Ebenfalls immer dabei ist Christoph Meyer. Der Waldorfschüler befürchtet, dass es in zehn bis 15 Jahren mit dem Klima noch schlimmer sein wird. „Ich bin regelmäßig auf den Demonstrationen, um mich für den Klimaschutz zu engagieren“, sagt er.

Demonstrierende Senioren: eine „Grandparents for Future“-Aktivistin aus Freudenstadt mit Richard Klaus aus Sindelfingen.
Demonstrierende Senioren: eine „Grandparents for Future“-Aktivistin aus Freudenstadt mit Richard Klaus aus Sindelfingen. | Bild: Lorna Komm (lko)

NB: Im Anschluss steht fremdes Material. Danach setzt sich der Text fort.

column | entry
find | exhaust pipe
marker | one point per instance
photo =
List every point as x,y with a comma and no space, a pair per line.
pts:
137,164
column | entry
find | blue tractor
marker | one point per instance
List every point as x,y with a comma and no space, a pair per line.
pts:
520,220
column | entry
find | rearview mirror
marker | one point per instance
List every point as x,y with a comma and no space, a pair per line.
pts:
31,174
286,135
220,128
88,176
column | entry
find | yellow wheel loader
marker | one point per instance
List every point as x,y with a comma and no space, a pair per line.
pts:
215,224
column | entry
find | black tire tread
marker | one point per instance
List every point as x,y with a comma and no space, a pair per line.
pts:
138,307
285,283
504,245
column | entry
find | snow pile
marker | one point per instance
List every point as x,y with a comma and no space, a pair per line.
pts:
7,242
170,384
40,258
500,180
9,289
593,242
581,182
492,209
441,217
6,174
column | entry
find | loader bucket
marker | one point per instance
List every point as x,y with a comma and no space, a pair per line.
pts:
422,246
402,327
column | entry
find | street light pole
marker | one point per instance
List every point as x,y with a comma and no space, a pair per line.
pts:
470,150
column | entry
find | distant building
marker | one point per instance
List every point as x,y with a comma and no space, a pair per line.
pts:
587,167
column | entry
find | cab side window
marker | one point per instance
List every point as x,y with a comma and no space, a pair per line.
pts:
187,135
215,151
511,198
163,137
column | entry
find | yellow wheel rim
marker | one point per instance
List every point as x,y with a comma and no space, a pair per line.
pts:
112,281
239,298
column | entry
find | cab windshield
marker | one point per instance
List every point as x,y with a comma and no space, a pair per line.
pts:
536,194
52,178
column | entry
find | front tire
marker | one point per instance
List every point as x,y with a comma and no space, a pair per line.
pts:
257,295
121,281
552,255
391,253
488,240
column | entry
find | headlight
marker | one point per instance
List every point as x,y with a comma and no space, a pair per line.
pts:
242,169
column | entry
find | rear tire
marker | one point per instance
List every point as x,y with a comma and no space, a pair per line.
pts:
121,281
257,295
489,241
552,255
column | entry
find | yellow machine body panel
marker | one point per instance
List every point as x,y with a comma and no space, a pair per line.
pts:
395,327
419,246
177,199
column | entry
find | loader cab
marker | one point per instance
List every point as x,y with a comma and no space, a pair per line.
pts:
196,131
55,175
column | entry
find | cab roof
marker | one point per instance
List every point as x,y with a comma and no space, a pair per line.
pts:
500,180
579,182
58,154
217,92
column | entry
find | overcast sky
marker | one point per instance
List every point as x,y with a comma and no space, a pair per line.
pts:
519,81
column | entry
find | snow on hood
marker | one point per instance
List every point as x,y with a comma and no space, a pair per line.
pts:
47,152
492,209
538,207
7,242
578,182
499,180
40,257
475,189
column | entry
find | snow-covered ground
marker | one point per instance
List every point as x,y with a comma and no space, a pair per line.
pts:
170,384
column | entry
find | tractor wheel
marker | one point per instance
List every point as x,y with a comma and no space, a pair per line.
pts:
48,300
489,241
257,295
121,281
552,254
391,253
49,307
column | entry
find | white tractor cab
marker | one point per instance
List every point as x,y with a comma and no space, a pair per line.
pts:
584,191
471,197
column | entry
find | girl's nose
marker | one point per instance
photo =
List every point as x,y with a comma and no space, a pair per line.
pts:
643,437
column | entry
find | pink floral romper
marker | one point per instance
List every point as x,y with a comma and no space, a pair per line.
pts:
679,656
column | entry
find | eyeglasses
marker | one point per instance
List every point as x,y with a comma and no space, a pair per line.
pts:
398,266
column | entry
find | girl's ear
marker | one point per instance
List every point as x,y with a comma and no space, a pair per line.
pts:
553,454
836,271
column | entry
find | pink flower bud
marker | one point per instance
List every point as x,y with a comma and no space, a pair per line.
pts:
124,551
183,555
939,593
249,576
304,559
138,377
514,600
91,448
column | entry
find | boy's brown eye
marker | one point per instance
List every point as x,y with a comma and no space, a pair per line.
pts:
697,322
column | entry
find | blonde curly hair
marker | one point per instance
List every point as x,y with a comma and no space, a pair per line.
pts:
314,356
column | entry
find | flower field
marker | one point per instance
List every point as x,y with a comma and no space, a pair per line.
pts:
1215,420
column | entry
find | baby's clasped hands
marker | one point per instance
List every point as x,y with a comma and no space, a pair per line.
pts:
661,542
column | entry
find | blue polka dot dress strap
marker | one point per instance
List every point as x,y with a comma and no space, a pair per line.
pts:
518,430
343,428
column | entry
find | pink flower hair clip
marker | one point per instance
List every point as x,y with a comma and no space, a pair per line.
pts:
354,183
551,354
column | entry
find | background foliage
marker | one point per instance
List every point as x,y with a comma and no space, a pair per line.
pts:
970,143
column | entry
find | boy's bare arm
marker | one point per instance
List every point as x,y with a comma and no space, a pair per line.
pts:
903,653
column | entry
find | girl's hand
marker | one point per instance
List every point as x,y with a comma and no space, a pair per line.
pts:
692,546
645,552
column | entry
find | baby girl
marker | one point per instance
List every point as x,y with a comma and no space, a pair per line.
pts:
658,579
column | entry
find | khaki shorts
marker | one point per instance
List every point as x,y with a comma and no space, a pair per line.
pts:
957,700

„Es hätten mehr Teilnehmer sein können, aber ich bin froh um jeden, der da ist“, bilanziert Karol Roller, einer der Hauptorganisatoren der Überlinger. Der Zusammenhalt der Gruppen im Bodenseekreis sei super, meint er. Sander Frank fügt an, dass die Zusammenarbeit in der Region sehr vorbildlich sei. Die Überlinger und die Friedrichshafener Gruppe würden die Termine absprechen, sodass nie gleichzeitig gestreikt werde. Die Ortsgruppen seien gut vernetzt und erarbeiten Forderungen gemeinsam. Auch in den Sommerferien werde es gemeinsame Aktionen geben. „Das Klima macht auch keine Pause“, sagt Frank.